茨のファイル
多分誤字だらけな気がする。
「やばっ…」
多分ソレに頭を持って逝かれた場合、再生するまでの間の視覚?は機能しないであろうし、この精神体でも試行処理の機能を果たす部分が頭に存在する場合は、上手く動けるかは分からない。だが、攻撃を防ぐ体勢を取れる時間はないし、後方へと避けた場合も逃げるより先に首がスパンする…なら、
「…ォラッ!!」
俺は後ろへと倒れ、その勢いのまま後転するように両足を揃えて、すぐそこまで来ていたソレの腹部?を蹴り上げた。ソレは俺の後方斜め上をクルクルと回転しながら宙を舞う。だが、
グルァアア!!
「そう来たか…!」
回転するソレの頭がこちらへと向いた瞬間、ソレは何もない空中を何か平らなものに足を着けたように関節を曲げ、地面を蹴るようにこちらへと再び飛んできた。
「タカシ!!」
そう開けたままでいたドームの隙間から聞こえたタジムの叫ぶ声。その声を聞いて『大丈夫、これならきちんと封じ込められる』と心の中で呟いていたその時、俺は気づいた…ソレが“何か”を溜めていたこと、そしてその溜めていたものが今、己に向かって放たれることを。
ッ…!!
何の鳴き声も発さずソレが放った“何か”は、まるで狼の頭のような形をしているように見える今までで一つ一つが最も疾く、巨きい無数の斬撃であった。
現在の状況で俺に出来る手段は全て…
「…“詰み”だな」
負けが確定していた。
―いや、まだですよ…少年。今すぐ記憶を使って自身の身体を守りなさい…!―
またしても聞こえた謎の声…だが、その言葉通り記憶を立体化さそしてせた場合、斬撃は防げてもそのすぐに来るソレの直接攻撃への反応時間が遅れる可能性が高く、部位欠損から封印の球体を破壊されるという敗北エンドになってしまう。だが、この声の主が何の意味もなくこのようなことを言ったりするだろうか…?

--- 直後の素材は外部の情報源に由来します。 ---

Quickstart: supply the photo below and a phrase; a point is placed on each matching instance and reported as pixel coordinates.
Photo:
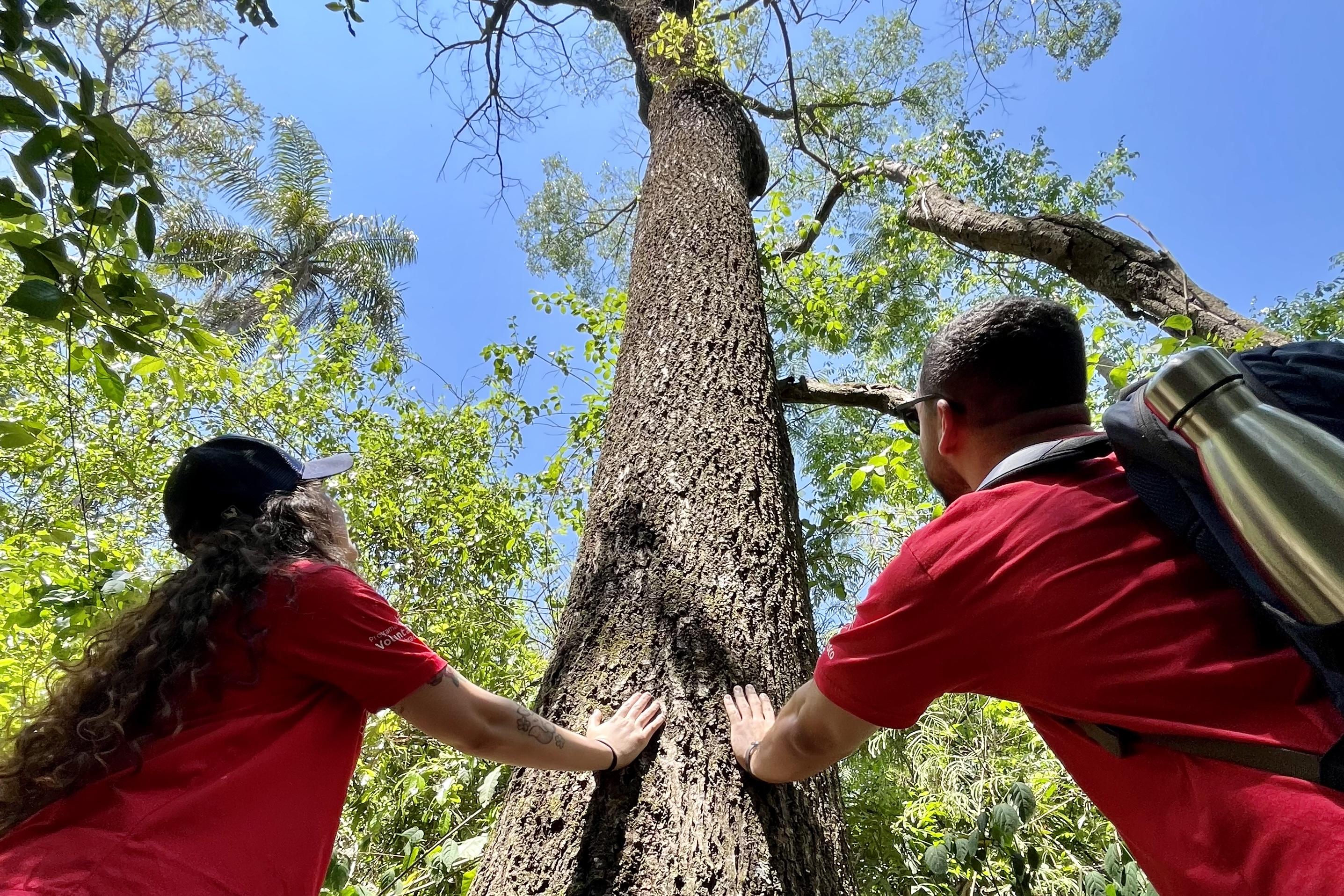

先程、この声による助言で今俺の手に持っている球体は完成し、それも創り出すための材料の大元はその声の主が提供してきたものだ。
(…賭けてみるしかないな)
そう思い、俺はいらない記憶を最大限活用して何重にも立体化させた。
次の瞬間、その斬撃は次々と記憶に命中し、立体化させた記憶を深く深く削り取っていったが、何とか最後の記憶で止まった。だが、そう認識した時にはもうすぐそこまでソレは来ているのだろう…そう思っていたが、斬撃が止んでから五秒経ってもソレの追撃はこない。何が起きて…いや、もしかしたら一度距離を取り、直線高速移動か何かを仕掛けようとしてるんじゃ…
―早く手に持ってる球体使って下さいよ!?これ超ギリギリなんですから!!―
再び深く考えこもうとしてしまうが、謎の声が叫んだことに驚き、とりあえず立体化させていた記憶をどかす。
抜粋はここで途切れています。